Перед самым октябрьским переворотом под Петроград был направлен Третий конный корпус на случай возможного восстания большевиков. Командовал им Врангель. Однако главнокомандующий Керенский, учитывая монархические пристрастия барона, не решился доверить его подразделению службу в непосредственной близости от столицы. Корпус был расформирован.

Не испугайся осенью 1917 года Керенский «политических осложнений» для себя самого, история могла бы сложиться иначе. Но после его решения выбить большевиков из Питера и диктатуру пролетариата из России было уже некому. Возмущенный до глубины души Врангель, который не сомневался, что дальнейшему развалу страны можно противостоять только твердой и непреклонной волей, поступил в точности как Ахиллес, от обиды удалившийся в свой шатер: подал рапорт о своем увольнении и уехал в Ялту, где его ждали жена и дети.

Слава блестящего офицера красным была известна, и ему была предложена должность командующего Крымскими войсками. Генерал Врангель ответил отказом. Последствия не заставили себя ждать. Глубокой ночью в его дом вломились революционные матросы и под дулом маузера посадили в машину. Супруга Врангеля, фрейлина императорского двора Ольга Михайловна, после начала войны не жалевшая сил в санитарных частях, настояла на том, чтобы ее арестовали вместе с мужем. Их везли среди беснующейся толпы по кровавым лужам, на дороге валялись трупы тех, кто посмел сопротивляться революционному мародерству. Революционный трибунал работал круглые сутки: днем — допросы, ночью — расстрелы. Дошла очередь и до четы Врангелей. Но когда из плавучей тюрьмы их доставили к председателю советской инквизиции товарищу Вакуле, тот не смог решиться сразу отдать приказ о расстреле супругов, так как только что прочел книгу о подвиге декабристок.

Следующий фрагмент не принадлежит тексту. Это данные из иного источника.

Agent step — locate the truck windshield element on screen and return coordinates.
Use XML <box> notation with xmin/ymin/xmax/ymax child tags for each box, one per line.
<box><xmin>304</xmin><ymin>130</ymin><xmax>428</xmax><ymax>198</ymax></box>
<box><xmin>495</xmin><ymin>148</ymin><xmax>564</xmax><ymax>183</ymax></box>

Когда в Крым вошли немцы, Врангель из тюрьмы ушел сам. «Я глубоко переживал, видя, как враг хозяйничает в России и подвергает унижению мою Родину, однако был рад освобождению от гнета этих безголовых болванов», — писал он впоследствии. Покинув Ялту, он присоединился к армии Деникина и создал в ней мощную кавалерию, которая умело совершала фланговые атаки и зачастую приносила успех сражениям. Летом 1919 года Добровольческая кавказская армия генерала Врангеля не только прорвала оборону Царицына, но и взяла 40 тысяч пленных, 70 пушек и даже два бронепоезда — «Ленин» и «Троцкий». Лев Троцкий запомнил это надолго. В докладе на заседании Московского совета депутатов он скажет: «Польша и Врангель — это два вражеские крыла, все должно быть сконцентрировано против конницы Врангеля… Вы должны из всех ваших советов выделить лучших работников и послать их на побережье Черного моря, на Кубань и Дон, чтобы этот тыл укреплялся посредством агитационной работы, а где нужно — и посредством железной руки. Нужно укрепить юг, куда пытается проникнуть Врангель».